Vous l’aurez compris Nura, Seigneur des yōkai risque de devenir un shonen incontournable de cette nouvelle année 2011. Les fans de combat et d’histoires autour de l’ère Edo devraient apprécier ce nouveau manga très bien construit.  A surveiller donc de très très près. Sortie prévue le 25 février 2011 !

Le lexique :

Yōkai : Il est difficile de donner une définition en quelques lignes de ce qu’est un yōkai tellement sa nature peut varier. Ce dernier peut prendre diverses formes aussi, je vous invite à suivre ce lien pour plus de précision.
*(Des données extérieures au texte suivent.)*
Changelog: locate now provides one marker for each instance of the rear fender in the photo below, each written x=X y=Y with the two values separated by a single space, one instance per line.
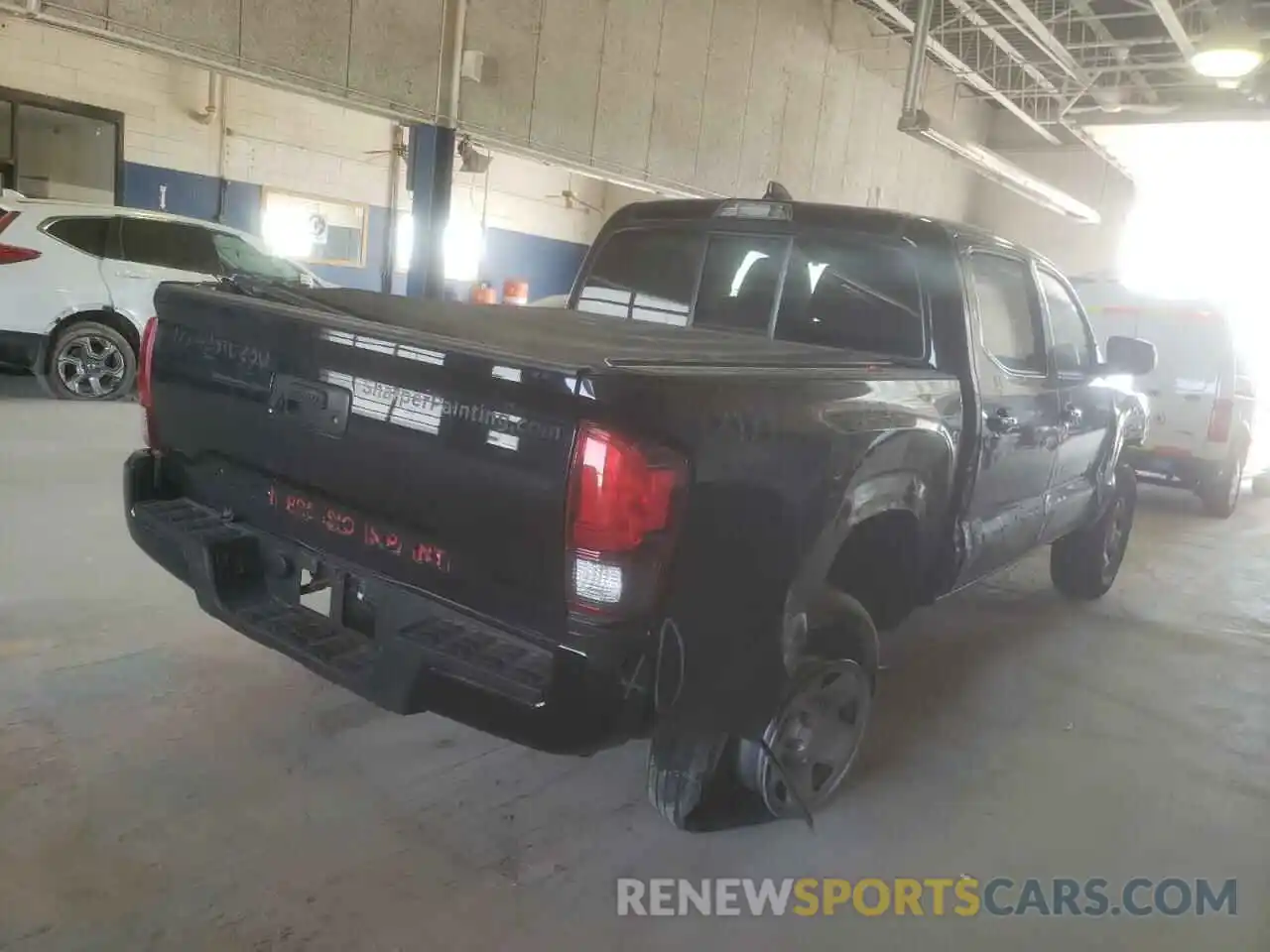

Shinigami : Se traduit souvent par  « dieux de la mort. » Cependant, il s’agit plus exactement d’un passeur d’âme. Leur principale fonction est de guider les âmes vers le royaume des morts.

Shikigami  : A ne pas confondre avec shinigami, les shikigamis sont des esprits invoqués pour servir l’onmyōji (voir ci-dessous). Ils peuvent prendre  formes humaines ou animales, posséder ou enchanter les gens et même provoquer des blessures mortelles.

Onmyōji : Il est directement lié à une forme de cosmologie ésotérique traditionnelle japonaise, qui mélange les sciences naturelles et l’occultisme : l’Onmyōdō. Je vous invite à lire cette page très détaillé de Wikipédia sur ce sujet.

Weekly Shonen Jump : Plus connu sous le nom de Shonen Jump. Il s’agit d’un magazine de prépublication crée en 1968 et édité par la Shueisha, la plus grande maison d’édition de manga au Japon. Ce magazine cible principalement un lectorat masculin et propose plusieurs séries à suivre au rythme d’un chapitre par semaine. C’est dans ce magazine que sont sortis bons nombres de shonen connu comme One Piece, Naruto, Death Note, Reborn, Bleach et bien d’autres…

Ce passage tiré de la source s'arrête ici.